A estratégia de empresas limitadas que, para fugir do Imposto de Renda
(IR), transformavam-se em sociedades anônimas e, assim, evitavam o
recolhimento do tributo sobre investimentos recebidos - contabilmente
registrados como ágio - pode cair em desuso. Em um precedente da 1ª
Seção de julgamento do Conselho Administrativo de Recursos Fiscais
(Carf)) - órgão que analisa os recursos de contribuintes contra
autuações do Fisco - os conselheiros entenderam que as limitadas possuem
o mesmo direito das companhias abertas, que hoje já não pagam o IR
sobre essas operações.
O caso julgado é de uma empresa de automação de Campinas (SP), que
deixou de pagar o imposto sobre R$ 80 milhões de reserva de ágio.
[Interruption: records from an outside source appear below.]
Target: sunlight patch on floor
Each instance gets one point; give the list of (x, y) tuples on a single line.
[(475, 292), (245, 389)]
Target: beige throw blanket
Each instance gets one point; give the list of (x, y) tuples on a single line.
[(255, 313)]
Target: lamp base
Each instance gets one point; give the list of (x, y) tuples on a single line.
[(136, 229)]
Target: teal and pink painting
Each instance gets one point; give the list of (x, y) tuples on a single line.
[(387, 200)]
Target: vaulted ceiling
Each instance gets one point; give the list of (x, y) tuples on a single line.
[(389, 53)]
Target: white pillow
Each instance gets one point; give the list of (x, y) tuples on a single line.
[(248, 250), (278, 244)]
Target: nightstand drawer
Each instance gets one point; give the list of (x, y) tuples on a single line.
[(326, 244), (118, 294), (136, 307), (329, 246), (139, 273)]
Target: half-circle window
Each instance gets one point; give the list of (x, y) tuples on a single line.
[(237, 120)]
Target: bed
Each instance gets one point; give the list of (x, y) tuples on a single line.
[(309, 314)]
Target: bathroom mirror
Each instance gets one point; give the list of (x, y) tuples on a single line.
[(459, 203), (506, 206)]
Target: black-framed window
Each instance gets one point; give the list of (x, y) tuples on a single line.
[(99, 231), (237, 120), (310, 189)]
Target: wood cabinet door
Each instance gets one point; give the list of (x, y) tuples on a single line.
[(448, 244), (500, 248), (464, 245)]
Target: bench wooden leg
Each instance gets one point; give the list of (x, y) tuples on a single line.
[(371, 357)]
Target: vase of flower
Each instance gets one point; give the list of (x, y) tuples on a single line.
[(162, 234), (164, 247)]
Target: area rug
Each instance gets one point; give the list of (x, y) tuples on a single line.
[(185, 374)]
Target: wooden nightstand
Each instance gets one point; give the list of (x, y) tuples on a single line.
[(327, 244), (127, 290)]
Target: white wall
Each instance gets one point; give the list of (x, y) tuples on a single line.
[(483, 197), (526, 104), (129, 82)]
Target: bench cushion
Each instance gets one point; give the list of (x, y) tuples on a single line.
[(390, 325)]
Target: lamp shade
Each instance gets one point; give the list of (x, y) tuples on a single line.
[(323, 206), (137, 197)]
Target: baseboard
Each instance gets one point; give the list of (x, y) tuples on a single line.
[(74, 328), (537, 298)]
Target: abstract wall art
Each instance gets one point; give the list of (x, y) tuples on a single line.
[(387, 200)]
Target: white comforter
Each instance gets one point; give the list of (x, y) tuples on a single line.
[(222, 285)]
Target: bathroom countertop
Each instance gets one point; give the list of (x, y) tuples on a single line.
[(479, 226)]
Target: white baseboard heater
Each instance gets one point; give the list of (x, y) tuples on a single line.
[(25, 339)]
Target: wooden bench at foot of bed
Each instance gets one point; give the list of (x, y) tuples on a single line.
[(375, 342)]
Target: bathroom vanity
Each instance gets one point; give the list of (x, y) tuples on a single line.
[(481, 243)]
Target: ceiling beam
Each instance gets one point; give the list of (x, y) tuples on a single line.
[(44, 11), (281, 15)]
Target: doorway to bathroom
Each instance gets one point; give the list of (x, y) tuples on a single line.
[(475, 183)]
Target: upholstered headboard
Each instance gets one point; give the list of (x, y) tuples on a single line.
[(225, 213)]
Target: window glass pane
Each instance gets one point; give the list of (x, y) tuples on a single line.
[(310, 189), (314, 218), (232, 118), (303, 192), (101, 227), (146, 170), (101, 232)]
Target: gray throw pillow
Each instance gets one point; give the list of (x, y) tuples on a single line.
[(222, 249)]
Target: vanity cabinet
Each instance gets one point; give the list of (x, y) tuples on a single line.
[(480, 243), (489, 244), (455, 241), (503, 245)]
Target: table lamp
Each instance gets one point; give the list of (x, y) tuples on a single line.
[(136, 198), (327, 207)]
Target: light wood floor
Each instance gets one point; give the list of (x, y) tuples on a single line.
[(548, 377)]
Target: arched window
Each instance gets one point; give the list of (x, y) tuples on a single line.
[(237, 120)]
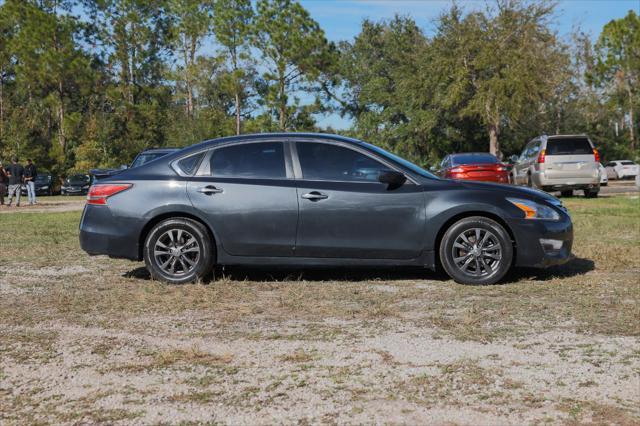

O ágio é a diferença entre o valor que um comprador de um título paga
e o valor nominal do papel. É comum que essa diferença seja equivalente
à expectativa de rentabilidade futura da empresa. De acordo com o
voto vencedor do conselheiro Guilherme Adolfo dos Santos Mendes, a
reserva de ágio não deve transitar pelas contas de resultado da empresa
e, consequentemente, não deve compor o lucro comercial, que é a base de
cálculo do IR. "Reforça ainda mais esse meu entendimento ao verificarmos
que a Lei das SA disciplina minuciosamente os itens que devem compor a
apuração do resultado do exercício sem qualquer menção ao ágio",
declarou. "Desse modo, o ágio na aquisição de cotas de capital das
sociedades de responsabilidade limitada devem ter o mesmo tratamento."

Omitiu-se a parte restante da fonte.